Mullumbimby Hospital.
Mullumbimby Hospital. Blainey Woodham

Second-rate service is bush norm

THREATS to medical services at Mullumbimby, Coraki and Bonalbo were symptomatic of Australia's two-tier health system where rural people copped a second-rate service, the NSW president of the Rural Doctors Association of Australia, Dr Dave Richmond said.

Dr Richmond said there had been a "significant neglect" of rural health and hospitals by the state and federal government, despite the six million country people comprising 31% of the population.

He said there was no recognition among health bureaucrats of the central role that hospitals played in country towns.

"Every hospital has its own mojo, its own history and that just gets lost in number crunching," he said.

The RDAA wants an urgent review of a "flawed" system that makes it difficult for small rural towns to recruit and retain doctors.

They also want an advanced rural training program to meet the needs of rural and remote communities.

Dr Richmond said there were signs of hope with new programs starting to bear fruit.

But it would be years before the current poor state of the rural health system was reversed and we probably had not seen the worst of it, especially as the State Government claimed it had no money.

But the Cowra-based GP urged North Coast residents not to give in to apathy and despair and to fight for the health services they wanted.

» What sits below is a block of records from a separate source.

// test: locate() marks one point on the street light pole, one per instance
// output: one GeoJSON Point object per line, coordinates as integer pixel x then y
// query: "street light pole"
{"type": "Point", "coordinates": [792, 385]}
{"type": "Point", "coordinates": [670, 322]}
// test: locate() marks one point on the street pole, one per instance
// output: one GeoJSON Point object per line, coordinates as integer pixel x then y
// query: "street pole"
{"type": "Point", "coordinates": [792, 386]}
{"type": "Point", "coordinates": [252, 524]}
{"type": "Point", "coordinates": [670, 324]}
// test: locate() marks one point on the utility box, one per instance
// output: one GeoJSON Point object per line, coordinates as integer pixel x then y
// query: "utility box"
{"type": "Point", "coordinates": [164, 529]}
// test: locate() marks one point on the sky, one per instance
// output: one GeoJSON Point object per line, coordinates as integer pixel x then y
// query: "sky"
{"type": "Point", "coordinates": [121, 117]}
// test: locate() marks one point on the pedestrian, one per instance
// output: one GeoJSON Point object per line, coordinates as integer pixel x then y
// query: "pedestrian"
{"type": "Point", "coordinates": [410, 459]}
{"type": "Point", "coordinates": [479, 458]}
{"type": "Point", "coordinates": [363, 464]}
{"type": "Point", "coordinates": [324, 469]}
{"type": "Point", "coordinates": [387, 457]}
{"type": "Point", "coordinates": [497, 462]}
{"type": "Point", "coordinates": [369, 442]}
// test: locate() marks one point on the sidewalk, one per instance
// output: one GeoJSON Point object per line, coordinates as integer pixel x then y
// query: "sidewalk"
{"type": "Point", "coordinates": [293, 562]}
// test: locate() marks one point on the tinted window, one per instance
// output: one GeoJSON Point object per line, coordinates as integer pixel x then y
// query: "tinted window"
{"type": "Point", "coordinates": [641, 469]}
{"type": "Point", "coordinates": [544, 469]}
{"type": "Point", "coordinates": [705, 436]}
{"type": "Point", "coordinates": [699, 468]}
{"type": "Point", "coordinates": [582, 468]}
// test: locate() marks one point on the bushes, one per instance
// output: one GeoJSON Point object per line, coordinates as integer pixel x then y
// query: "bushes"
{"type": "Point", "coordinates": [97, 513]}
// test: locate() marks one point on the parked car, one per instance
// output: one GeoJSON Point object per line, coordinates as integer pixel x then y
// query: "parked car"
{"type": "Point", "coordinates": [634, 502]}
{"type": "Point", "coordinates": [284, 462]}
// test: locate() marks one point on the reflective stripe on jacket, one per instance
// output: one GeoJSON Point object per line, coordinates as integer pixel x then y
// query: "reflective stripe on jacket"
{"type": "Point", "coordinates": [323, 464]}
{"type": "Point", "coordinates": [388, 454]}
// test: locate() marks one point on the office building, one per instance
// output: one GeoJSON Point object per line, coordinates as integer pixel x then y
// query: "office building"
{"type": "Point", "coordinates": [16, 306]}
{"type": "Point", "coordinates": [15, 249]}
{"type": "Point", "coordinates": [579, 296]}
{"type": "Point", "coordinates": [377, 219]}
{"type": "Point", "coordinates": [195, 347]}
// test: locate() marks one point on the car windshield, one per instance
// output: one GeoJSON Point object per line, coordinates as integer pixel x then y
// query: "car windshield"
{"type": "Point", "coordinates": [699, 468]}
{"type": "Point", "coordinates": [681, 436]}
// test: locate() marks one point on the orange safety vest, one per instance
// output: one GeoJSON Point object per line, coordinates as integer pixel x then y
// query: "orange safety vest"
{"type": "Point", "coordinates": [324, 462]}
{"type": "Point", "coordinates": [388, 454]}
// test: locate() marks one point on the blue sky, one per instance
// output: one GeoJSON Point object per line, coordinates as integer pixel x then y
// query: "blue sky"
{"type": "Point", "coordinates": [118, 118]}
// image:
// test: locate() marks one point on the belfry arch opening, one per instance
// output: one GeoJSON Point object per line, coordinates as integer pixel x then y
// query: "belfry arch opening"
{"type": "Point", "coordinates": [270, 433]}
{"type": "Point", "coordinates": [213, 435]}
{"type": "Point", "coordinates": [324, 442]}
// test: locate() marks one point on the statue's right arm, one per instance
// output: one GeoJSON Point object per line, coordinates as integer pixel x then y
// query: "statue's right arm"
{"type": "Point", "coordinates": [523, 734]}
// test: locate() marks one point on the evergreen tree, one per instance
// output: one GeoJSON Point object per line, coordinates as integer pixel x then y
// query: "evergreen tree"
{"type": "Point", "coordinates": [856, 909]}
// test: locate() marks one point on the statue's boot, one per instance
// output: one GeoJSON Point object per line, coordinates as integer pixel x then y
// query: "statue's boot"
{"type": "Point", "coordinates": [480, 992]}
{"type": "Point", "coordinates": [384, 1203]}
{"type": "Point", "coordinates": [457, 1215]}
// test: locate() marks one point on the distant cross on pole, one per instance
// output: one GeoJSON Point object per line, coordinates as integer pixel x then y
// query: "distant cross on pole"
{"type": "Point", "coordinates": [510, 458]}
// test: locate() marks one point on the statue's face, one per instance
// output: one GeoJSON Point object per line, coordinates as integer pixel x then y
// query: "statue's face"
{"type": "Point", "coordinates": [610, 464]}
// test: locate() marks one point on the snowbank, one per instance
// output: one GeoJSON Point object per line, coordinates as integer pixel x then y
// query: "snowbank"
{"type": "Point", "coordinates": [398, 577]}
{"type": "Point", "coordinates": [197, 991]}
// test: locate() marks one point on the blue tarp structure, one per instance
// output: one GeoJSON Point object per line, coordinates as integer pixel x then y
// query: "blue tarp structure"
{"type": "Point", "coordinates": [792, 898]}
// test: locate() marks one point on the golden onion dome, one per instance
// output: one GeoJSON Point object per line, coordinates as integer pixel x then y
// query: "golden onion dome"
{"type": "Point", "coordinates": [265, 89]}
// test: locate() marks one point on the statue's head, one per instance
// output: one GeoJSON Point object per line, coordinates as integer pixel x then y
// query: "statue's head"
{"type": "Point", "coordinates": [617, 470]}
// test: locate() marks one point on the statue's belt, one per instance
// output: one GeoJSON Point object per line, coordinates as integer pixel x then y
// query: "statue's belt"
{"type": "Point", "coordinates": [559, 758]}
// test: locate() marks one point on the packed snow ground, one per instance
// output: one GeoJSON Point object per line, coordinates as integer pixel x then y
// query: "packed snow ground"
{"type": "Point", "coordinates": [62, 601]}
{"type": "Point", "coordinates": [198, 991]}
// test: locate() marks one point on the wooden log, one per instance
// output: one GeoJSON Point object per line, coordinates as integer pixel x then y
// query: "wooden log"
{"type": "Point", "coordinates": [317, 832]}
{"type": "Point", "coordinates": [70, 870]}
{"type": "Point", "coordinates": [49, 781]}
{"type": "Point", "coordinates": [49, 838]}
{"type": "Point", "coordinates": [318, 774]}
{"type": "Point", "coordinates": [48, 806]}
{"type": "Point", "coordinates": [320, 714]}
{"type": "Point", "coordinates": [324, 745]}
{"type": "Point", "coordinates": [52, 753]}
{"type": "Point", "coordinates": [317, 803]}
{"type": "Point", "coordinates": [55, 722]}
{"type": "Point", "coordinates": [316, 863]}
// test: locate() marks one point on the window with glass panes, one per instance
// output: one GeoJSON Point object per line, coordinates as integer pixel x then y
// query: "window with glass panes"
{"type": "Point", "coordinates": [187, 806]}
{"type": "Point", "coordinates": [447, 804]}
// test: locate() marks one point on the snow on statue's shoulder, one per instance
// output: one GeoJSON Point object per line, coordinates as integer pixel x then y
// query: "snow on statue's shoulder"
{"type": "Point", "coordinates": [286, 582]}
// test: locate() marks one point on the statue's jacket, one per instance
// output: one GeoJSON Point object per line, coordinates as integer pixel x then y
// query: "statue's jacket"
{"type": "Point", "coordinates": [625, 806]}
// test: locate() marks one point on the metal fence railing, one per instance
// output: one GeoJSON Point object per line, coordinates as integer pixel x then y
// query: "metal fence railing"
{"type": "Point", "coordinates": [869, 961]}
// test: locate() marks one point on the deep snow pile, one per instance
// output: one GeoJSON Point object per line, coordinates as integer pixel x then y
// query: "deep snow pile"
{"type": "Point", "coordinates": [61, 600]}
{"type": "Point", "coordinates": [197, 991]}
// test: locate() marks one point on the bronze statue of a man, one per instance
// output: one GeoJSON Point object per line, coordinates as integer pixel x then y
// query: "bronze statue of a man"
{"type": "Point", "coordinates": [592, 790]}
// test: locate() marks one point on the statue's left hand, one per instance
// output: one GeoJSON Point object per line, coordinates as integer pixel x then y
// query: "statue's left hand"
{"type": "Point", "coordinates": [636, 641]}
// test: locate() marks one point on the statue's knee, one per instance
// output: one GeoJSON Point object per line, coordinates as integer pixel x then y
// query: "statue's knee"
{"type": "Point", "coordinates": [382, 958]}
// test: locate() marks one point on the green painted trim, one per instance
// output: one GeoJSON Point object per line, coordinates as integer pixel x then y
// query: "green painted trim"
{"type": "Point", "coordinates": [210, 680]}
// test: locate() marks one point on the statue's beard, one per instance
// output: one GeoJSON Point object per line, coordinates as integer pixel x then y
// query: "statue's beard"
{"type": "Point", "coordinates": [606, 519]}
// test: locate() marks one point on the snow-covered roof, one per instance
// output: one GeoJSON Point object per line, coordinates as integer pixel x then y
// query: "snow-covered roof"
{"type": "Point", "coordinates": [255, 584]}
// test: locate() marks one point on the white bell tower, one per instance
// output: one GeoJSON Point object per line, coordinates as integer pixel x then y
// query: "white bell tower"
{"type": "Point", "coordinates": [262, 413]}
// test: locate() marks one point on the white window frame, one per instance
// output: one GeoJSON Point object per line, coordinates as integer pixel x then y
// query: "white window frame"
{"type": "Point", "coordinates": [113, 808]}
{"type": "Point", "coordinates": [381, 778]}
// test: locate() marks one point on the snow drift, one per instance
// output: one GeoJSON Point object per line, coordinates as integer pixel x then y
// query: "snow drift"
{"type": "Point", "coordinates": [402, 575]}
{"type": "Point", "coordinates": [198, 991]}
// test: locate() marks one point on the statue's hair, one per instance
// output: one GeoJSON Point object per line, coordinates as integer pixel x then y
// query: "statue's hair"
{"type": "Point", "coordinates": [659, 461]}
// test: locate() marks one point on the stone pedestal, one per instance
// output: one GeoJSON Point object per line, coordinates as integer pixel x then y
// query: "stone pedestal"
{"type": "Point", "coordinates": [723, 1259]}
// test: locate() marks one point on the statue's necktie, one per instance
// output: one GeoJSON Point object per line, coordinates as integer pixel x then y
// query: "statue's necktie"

"You can lay down and die or you can get up and get cracking."

 

Rural medicine gets a poor health check

Australia's Health 2012 report compiled by the Australian Institute of Health and Welfare released last month reveals the following about rural health services:

There is one doctor for every 255 people in metropolitan Australia compared to one doctor for every 485 people in outer regional areas

People who live in regional, rural and remote areas are more likely to report four or more health risk factors than people who live in major cities.

The five-year survival of people diagnosed with cancer decreases as their remoteness increases, with five-year survival being the highest for people living in major cities and the lowest for people living in remote and very remote areas.

People living in regional and remote areas continue to have higher rates of death from cardiovascular disease than other Australians.

Rates of potentially preventable hospitalisation increase with remoteness.